Total hip and knee arthroplasties are definitive management for end-stage osteoarthritis and avascular necrosis. Until recently, total hip and knee arthroplasties were listed as Inpatient Only (IPO) procedures by the United States Centers for Medicare & Medicaid Services (CMS), which requires greater than 24h of postoperative care. These procedures represent a significant economic burden on the healthcare systems, which are expected to increase, as the population ages.
Fast-track surgery was introduced in the early 1990s, but implementation of this concept in clinical orthopedic practice has been slow. Arthroplasty articles submitted to our journal from European countries are only inpatient reports.[4-9] However, outpatient arthroplasty has gained popularity over time, as the fast-track concept has evolved with perioperative treatment with rapid recovery protocols, leading to enhanced recovery after surgery and reduced length of hospital stay and cost. The CMS removed total knee arthroplasty from the IPO list in 2018 with the expectation of reducing healthcare cost.
On the other hand, there are still safety concerns regarding complications and readmissions. Nationwide data from a private insurance database in the US demonstrated a higher risk of perioperative surgical and medical complications including surgical site infection, rehabilitation, and deep vein thrombosis. A meta-analysis documented that outpatient total knee arthroplasties led to an increased number of complications, although there were no significant differences in the number of readmissions. In another study, although same day discharge after total hip and knee arthroplasties was not associated with the increased risk of unplanned readmission, these patients had an increased risk of cardiac/pulmonary complications within 30 days following surgery.
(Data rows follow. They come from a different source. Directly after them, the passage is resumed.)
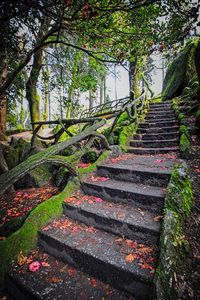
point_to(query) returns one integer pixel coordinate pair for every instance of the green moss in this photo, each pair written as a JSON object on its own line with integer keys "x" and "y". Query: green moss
{"x": 185, "y": 146}
{"x": 173, "y": 244}
{"x": 174, "y": 81}
{"x": 25, "y": 238}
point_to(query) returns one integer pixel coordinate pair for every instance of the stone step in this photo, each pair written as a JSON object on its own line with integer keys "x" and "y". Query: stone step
{"x": 161, "y": 110}
{"x": 170, "y": 129}
{"x": 123, "y": 220}
{"x": 154, "y": 143}
{"x": 101, "y": 255}
{"x": 152, "y": 116}
{"x": 153, "y": 111}
{"x": 157, "y": 136}
{"x": 157, "y": 120}
{"x": 159, "y": 124}
{"x": 143, "y": 151}
{"x": 139, "y": 195}
{"x": 58, "y": 280}
{"x": 160, "y": 105}
{"x": 147, "y": 170}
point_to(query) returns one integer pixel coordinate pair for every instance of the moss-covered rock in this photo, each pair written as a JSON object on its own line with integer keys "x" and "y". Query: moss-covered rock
{"x": 185, "y": 146}
{"x": 90, "y": 156}
{"x": 180, "y": 71}
{"x": 173, "y": 244}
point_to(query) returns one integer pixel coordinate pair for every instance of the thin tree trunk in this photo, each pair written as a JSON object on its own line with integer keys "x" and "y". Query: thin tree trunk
{"x": 31, "y": 87}
{"x": 3, "y": 76}
{"x": 72, "y": 85}
{"x": 133, "y": 79}
{"x": 104, "y": 90}
{"x": 45, "y": 71}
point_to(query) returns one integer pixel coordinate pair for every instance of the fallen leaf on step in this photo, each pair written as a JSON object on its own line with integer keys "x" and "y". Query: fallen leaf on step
{"x": 158, "y": 218}
{"x": 131, "y": 257}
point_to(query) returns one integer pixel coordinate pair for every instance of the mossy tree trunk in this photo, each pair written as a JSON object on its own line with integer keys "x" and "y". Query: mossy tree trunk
{"x": 31, "y": 85}
{"x": 133, "y": 79}
{"x": 73, "y": 82}
{"x": 3, "y": 76}
{"x": 45, "y": 73}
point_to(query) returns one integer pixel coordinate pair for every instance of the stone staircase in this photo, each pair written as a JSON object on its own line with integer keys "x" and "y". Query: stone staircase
{"x": 159, "y": 133}
{"x": 107, "y": 239}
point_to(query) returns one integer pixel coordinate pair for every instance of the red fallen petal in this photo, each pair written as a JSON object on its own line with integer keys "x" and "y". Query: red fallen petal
{"x": 34, "y": 266}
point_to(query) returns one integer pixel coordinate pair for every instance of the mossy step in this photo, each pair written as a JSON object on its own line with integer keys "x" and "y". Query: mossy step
{"x": 156, "y": 136}
{"x": 152, "y": 130}
{"x": 152, "y": 116}
{"x": 160, "y": 110}
{"x": 159, "y": 124}
{"x": 119, "y": 219}
{"x": 158, "y": 105}
{"x": 58, "y": 280}
{"x": 154, "y": 143}
{"x": 142, "y": 151}
{"x": 148, "y": 170}
{"x": 100, "y": 254}
{"x": 139, "y": 195}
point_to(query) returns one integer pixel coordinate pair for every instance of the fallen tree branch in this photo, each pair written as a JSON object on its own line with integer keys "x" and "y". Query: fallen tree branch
{"x": 9, "y": 178}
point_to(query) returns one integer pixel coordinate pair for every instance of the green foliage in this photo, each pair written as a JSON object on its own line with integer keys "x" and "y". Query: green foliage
{"x": 25, "y": 239}
{"x": 185, "y": 146}
{"x": 90, "y": 156}
{"x": 175, "y": 77}
{"x": 173, "y": 244}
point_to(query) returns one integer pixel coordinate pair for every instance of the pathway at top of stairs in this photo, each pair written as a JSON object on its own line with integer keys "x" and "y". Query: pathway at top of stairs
{"x": 105, "y": 246}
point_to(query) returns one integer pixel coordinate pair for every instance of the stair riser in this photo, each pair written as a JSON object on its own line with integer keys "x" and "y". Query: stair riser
{"x": 142, "y": 235}
{"x": 159, "y": 124}
{"x": 151, "y": 144}
{"x": 18, "y": 290}
{"x": 161, "y": 105}
{"x": 162, "y": 110}
{"x": 158, "y": 130}
{"x": 149, "y": 178}
{"x": 156, "y": 120}
{"x": 161, "y": 136}
{"x": 150, "y": 116}
{"x": 151, "y": 151}
{"x": 149, "y": 202}
{"x": 105, "y": 271}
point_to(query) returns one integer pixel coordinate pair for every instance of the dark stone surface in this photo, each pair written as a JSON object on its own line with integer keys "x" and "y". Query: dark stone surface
{"x": 157, "y": 136}
{"x": 154, "y": 143}
{"x": 59, "y": 281}
{"x": 123, "y": 220}
{"x": 159, "y": 124}
{"x": 143, "y": 151}
{"x": 149, "y": 170}
{"x": 159, "y": 129}
{"x": 139, "y": 195}
{"x": 99, "y": 254}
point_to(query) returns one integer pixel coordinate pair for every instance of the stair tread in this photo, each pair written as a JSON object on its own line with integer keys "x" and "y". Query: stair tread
{"x": 59, "y": 281}
{"x": 143, "y": 164}
{"x": 131, "y": 187}
{"x": 115, "y": 211}
{"x": 102, "y": 246}
{"x": 155, "y": 141}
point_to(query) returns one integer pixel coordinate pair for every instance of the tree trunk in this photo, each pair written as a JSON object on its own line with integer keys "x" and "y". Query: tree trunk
{"x": 92, "y": 98}
{"x": 31, "y": 87}
{"x": 3, "y": 76}
{"x": 104, "y": 90}
{"x": 133, "y": 79}
{"x": 45, "y": 72}
{"x": 72, "y": 85}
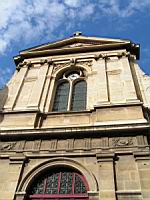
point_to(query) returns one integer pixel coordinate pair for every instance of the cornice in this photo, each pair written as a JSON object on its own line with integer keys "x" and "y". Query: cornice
{"x": 132, "y": 48}
{"x": 97, "y": 130}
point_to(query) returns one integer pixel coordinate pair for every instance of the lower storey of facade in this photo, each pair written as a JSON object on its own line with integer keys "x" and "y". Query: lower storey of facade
{"x": 100, "y": 168}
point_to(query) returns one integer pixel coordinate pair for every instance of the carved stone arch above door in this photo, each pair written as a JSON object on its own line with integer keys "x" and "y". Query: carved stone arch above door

Independent risk factors for developing a complication or requiring an inpatient stay include general anesthesia, a body mass index of >35 kg/m2, diabetes, chronic obstructive pulmonary disease, congestive heart failure, hypertension, malnutrition, female sex, age >75 years, minority ethnicity, and an American Society of Anesthesiologists Class IV. Of note, whether outpatient arthroplasty is worth considering still remains to be elucidated, except in very exceptional cases (i.e., young patients without associated comorbidities).
In conclusion, we still need more information regarding patient selection criteria, preoperative medical optimization, and perioperative treatment protocols for implementing successful outpatient arthroplasty. Therefore, further studies are required to investigate complications following outpatient arthroplasties in well-selected patient populations.